La grande Truffa
Gabriele Capolino, Fabrizio Massaro, Paolo Panerai
Pagine 367
30 sono gli anni che trascorse alla ribalta sulla scena economico-finanziaria italiana. 15 quelli in cui continuò a mostrare un serafico sorriso, nonostante il monumentale e disastroso sistema messo in atto. 6 erano i proprietari principali, ma solo in 3 pesavano per ben il 71%. 14,5 sono i milioni di euro cui ammonta ufficialmente la “truffa di tutte le truffe”.
Gli autori presentano il crack Parmalat nei minimi dettagli, ma con un linguaggio comprensibile anche a coloro che non possiedono nozioni di finanza o di economia. Intento dichiarato, infatti, dallo stesso Panerai è che attraverso questo libro “i cittadini truffati o che hanno schivato la truffa abbiano l’opportunità di capire e di imparare; perché la si smetta di dire che la finanza, gli investimenti, in quanto complessi, possono esser non capiti dalla gente comune”. In questo senso in appendice sono presentati anche alcuni consigli pratici per evitare eventuali altre truffe o “riparare”, se fosse possibile, a questa.
Ciò che Calisto Tanzi e la sua “gang” sono riusciti a realizzare appare assurdo e irrazionale, dalla prolungata e menzognera dichiarazione dell’esistenza di utili, alla falsificazione di fatture ed estratti conti di famose banche (una per tutte la Bank of America), per non parlare della creazione di società Buconero ove scaricare le perdite. E se lo stesso governatore della Banca d’Italia, Antonio Fazio, dichiarò pubblicamente che “il sistema bancario italiano non avrebbe mai dovuto consentire a Tanzi di gonfiare il crack fino al livello record di 14,5 miliardi di euro”, come mai si è dovuto aspettare l’approdo di Lamberto Cardia (alto magistrato della Corte dei Conti) alla presidenza della Consob, per scoprire o meglio palesare a tutto il mondo l’esistenza di una truffa così gigantesca? La ragione molto probabilmente va ricercata nella connivenza della politica – non è certo un mistero, ad esempio, l’appoggio sfrontato da parte dell’ex segretario della Dc, Ciriaco De Mita, al Cavalier Tanzi. La fama di uomo pio e devoto ha consentito sempre al “nostro” di contare anche sulla disponibilità e protezione di membri di organizzazioni più religiose che laiche, tra i quali spiccano esponenti dell’Opus Dei come il banchiere Gianmario Roveraro, senza il cui intervento Parmalat non sarebbe mai stata quotata in borsa (e insieme non avrebbe mai gonfiato così tanto il crack).

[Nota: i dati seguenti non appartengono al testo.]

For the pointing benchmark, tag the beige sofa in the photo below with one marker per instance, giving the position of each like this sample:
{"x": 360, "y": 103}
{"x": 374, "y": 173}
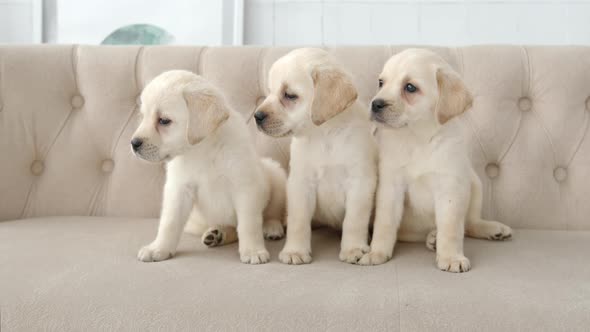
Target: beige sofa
{"x": 76, "y": 206}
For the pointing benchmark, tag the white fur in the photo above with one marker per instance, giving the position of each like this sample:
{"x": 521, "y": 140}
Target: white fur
{"x": 426, "y": 180}
{"x": 219, "y": 177}
{"x": 333, "y": 155}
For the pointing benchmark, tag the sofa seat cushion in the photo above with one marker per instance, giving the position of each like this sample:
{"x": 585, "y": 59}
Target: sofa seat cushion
{"x": 81, "y": 273}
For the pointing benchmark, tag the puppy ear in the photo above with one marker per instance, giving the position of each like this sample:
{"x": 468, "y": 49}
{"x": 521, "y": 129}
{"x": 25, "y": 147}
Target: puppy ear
{"x": 334, "y": 92}
{"x": 454, "y": 98}
{"x": 207, "y": 111}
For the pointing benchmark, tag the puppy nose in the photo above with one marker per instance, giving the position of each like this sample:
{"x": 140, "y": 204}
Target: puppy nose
{"x": 377, "y": 105}
{"x": 136, "y": 143}
{"x": 260, "y": 116}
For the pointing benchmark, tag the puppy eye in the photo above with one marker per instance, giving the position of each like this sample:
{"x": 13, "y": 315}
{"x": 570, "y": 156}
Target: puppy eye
{"x": 410, "y": 88}
{"x": 290, "y": 96}
{"x": 164, "y": 122}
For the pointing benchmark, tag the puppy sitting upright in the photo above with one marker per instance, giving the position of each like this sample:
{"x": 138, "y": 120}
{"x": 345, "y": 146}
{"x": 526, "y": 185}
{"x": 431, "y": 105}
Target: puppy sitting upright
{"x": 333, "y": 155}
{"x": 213, "y": 168}
{"x": 426, "y": 180}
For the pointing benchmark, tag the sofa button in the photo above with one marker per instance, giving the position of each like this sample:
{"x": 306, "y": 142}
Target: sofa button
{"x": 37, "y": 167}
{"x": 525, "y": 104}
{"x": 259, "y": 100}
{"x": 560, "y": 174}
{"x": 77, "y": 101}
{"x": 108, "y": 165}
{"x": 492, "y": 170}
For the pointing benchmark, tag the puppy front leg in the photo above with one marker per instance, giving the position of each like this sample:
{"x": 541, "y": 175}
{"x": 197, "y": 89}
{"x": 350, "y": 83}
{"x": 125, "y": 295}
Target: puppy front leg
{"x": 450, "y": 211}
{"x": 388, "y": 216}
{"x": 355, "y": 227}
{"x": 251, "y": 240}
{"x": 301, "y": 199}
{"x": 176, "y": 209}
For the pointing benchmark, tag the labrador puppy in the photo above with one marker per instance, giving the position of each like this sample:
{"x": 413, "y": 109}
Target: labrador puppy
{"x": 333, "y": 168}
{"x": 212, "y": 169}
{"x": 427, "y": 185}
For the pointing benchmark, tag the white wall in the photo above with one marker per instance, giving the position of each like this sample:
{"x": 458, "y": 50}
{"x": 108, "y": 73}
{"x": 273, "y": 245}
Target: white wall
{"x": 20, "y": 21}
{"x": 440, "y": 22}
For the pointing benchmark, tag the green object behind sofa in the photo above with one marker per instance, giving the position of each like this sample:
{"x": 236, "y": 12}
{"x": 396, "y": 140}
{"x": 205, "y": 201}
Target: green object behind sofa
{"x": 139, "y": 34}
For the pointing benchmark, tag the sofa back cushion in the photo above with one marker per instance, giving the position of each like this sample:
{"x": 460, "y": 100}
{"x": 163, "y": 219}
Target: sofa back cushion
{"x": 67, "y": 114}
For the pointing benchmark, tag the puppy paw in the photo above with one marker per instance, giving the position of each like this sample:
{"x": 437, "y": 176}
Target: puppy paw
{"x": 374, "y": 258}
{"x": 152, "y": 253}
{"x": 431, "y": 240}
{"x": 273, "y": 230}
{"x": 502, "y": 233}
{"x": 295, "y": 257}
{"x": 455, "y": 264}
{"x": 353, "y": 255}
{"x": 254, "y": 257}
{"x": 213, "y": 237}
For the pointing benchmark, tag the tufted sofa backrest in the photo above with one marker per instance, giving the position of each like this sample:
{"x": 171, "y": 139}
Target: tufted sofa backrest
{"x": 67, "y": 114}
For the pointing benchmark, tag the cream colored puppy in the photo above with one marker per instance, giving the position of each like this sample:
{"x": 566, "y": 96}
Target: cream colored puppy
{"x": 426, "y": 180}
{"x": 212, "y": 169}
{"x": 333, "y": 170}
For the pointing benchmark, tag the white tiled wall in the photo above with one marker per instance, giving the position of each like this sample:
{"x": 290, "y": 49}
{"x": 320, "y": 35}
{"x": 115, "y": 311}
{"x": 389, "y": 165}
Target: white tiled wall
{"x": 441, "y": 22}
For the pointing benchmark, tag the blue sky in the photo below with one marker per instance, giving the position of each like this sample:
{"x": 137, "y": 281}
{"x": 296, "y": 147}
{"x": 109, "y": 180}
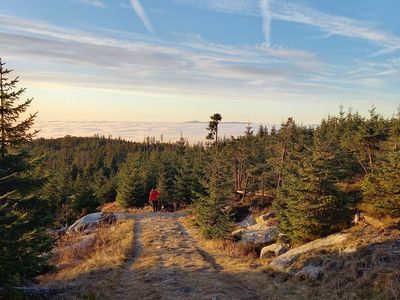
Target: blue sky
{"x": 179, "y": 60}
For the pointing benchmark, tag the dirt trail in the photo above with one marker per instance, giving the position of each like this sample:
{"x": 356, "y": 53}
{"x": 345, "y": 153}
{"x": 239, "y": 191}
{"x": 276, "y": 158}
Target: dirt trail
{"x": 169, "y": 264}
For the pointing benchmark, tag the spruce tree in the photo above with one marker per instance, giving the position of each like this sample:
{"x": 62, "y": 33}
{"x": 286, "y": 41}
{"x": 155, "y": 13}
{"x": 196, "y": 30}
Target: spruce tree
{"x": 213, "y": 127}
{"x": 130, "y": 188}
{"x": 214, "y": 222}
{"x": 184, "y": 183}
{"x": 165, "y": 188}
{"x": 309, "y": 204}
{"x": 22, "y": 218}
{"x": 84, "y": 200}
{"x": 381, "y": 190}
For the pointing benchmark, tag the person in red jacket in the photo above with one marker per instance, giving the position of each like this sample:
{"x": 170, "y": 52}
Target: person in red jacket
{"x": 153, "y": 199}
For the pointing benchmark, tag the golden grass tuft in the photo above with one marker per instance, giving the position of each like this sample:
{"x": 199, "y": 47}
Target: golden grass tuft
{"x": 90, "y": 264}
{"x": 116, "y": 207}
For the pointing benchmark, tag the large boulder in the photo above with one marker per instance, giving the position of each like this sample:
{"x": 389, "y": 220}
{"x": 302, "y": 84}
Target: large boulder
{"x": 263, "y": 218}
{"x": 309, "y": 272}
{"x": 89, "y": 222}
{"x": 249, "y": 221}
{"x": 283, "y": 262}
{"x": 258, "y": 234}
{"x": 274, "y": 250}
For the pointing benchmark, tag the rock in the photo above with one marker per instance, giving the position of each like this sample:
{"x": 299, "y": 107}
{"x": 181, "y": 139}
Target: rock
{"x": 83, "y": 242}
{"x": 265, "y": 217}
{"x": 283, "y": 262}
{"x": 238, "y": 233}
{"x": 274, "y": 250}
{"x": 374, "y": 222}
{"x": 259, "y": 234}
{"x": 249, "y": 221}
{"x": 309, "y": 272}
{"x": 84, "y": 223}
{"x": 90, "y": 222}
{"x": 350, "y": 249}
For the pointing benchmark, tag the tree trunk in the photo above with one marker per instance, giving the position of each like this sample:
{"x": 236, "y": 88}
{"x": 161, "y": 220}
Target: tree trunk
{"x": 3, "y": 135}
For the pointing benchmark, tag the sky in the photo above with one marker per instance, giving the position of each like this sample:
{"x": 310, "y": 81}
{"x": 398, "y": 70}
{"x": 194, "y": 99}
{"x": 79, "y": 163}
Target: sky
{"x": 181, "y": 60}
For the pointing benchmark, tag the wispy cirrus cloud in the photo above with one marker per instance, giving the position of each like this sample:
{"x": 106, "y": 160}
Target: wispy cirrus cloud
{"x": 267, "y": 17}
{"x": 290, "y": 12}
{"x": 142, "y": 15}
{"x": 95, "y": 3}
{"x": 187, "y": 68}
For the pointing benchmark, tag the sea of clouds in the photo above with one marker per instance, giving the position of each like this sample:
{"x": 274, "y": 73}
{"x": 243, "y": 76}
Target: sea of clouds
{"x": 137, "y": 131}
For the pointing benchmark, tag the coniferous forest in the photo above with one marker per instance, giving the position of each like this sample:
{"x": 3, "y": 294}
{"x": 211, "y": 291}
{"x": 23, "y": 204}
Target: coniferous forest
{"x": 315, "y": 178}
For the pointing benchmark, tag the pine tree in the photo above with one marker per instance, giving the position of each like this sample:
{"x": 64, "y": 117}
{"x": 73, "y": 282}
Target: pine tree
{"x": 184, "y": 183}
{"x": 309, "y": 204}
{"x": 165, "y": 188}
{"x": 23, "y": 239}
{"x": 130, "y": 189}
{"x": 213, "y": 221}
{"x": 213, "y": 126}
{"x": 84, "y": 199}
{"x": 381, "y": 190}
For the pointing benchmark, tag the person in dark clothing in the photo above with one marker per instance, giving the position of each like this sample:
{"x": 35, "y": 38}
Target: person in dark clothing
{"x": 153, "y": 199}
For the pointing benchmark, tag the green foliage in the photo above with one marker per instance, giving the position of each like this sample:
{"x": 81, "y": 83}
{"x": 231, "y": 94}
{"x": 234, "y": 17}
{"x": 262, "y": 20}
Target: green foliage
{"x": 381, "y": 190}
{"x": 130, "y": 186}
{"x": 84, "y": 199}
{"x": 23, "y": 214}
{"x": 213, "y": 221}
{"x": 309, "y": 204}
{"x": 213, "y": 127}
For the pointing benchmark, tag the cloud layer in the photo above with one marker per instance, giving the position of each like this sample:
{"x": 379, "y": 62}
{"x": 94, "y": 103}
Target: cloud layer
{"x": 142, "y": 15}
{"x": 287, "y": 11}
{"x": 137, "y": 131}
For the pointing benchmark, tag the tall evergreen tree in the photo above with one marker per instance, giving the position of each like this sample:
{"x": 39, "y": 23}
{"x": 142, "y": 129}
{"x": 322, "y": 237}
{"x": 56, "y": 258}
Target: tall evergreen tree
{"x": 165, "y": 188}
{"x": 309, "y": 204}
{"x": 213, "y": 221}
{"x": 381, "y": 190}
{"x": 130, "y": 188}
{"x": 213, "y": 127}
{"x": 23, "y": 240}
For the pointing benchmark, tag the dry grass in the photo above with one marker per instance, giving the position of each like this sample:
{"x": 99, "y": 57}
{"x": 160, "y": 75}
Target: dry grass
{"x": 90, "y": 264}
{"x": 115, "y": 207}
{"x": 372, "y": 271}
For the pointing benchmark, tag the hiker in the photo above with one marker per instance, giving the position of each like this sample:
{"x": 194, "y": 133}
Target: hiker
{"x": 153, "y": 199}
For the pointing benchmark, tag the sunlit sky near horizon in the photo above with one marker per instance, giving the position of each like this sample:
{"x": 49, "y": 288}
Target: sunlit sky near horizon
{"x": 182, "y": 60}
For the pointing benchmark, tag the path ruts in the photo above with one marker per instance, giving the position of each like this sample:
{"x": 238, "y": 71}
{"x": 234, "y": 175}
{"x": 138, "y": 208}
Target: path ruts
{"x": 168, "y": 263}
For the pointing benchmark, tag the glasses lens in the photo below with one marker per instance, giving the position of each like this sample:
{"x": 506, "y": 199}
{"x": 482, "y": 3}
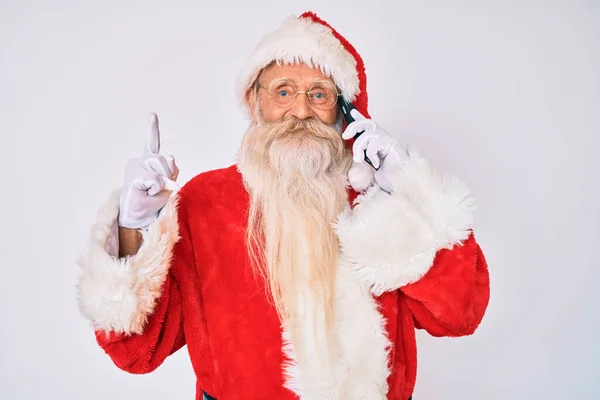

In sedici capitoli gli autori e collaboratori di “Milano e Finanza” hanno cercato di ricostruire, servendosi anche dei verbali (pubblicati anch’essi in appendice al libro), la storia di un’impresa, fondata su uno dei prodotti più poveri della filiera alimentare, il latte, ritenuta redditizia e mantenuta in realtà in vita per anni solo artificiosamente. Il fatto di essere una delle pochissime multinazionali italiane, coadiuvato dall’inarrestabile avanzata del processo della globalizzazione, ha certamente contribuito a far convogliare danaro nelle tasche della Parmalat e quindi (ma perché se li è intascati) del suo patrono, con la complicità del suo team.
Una lettura che richiede, più che conoscenze, interesse e curiosità e capacità di vedere in modo prospettico. Insomma, una lettura attualissima.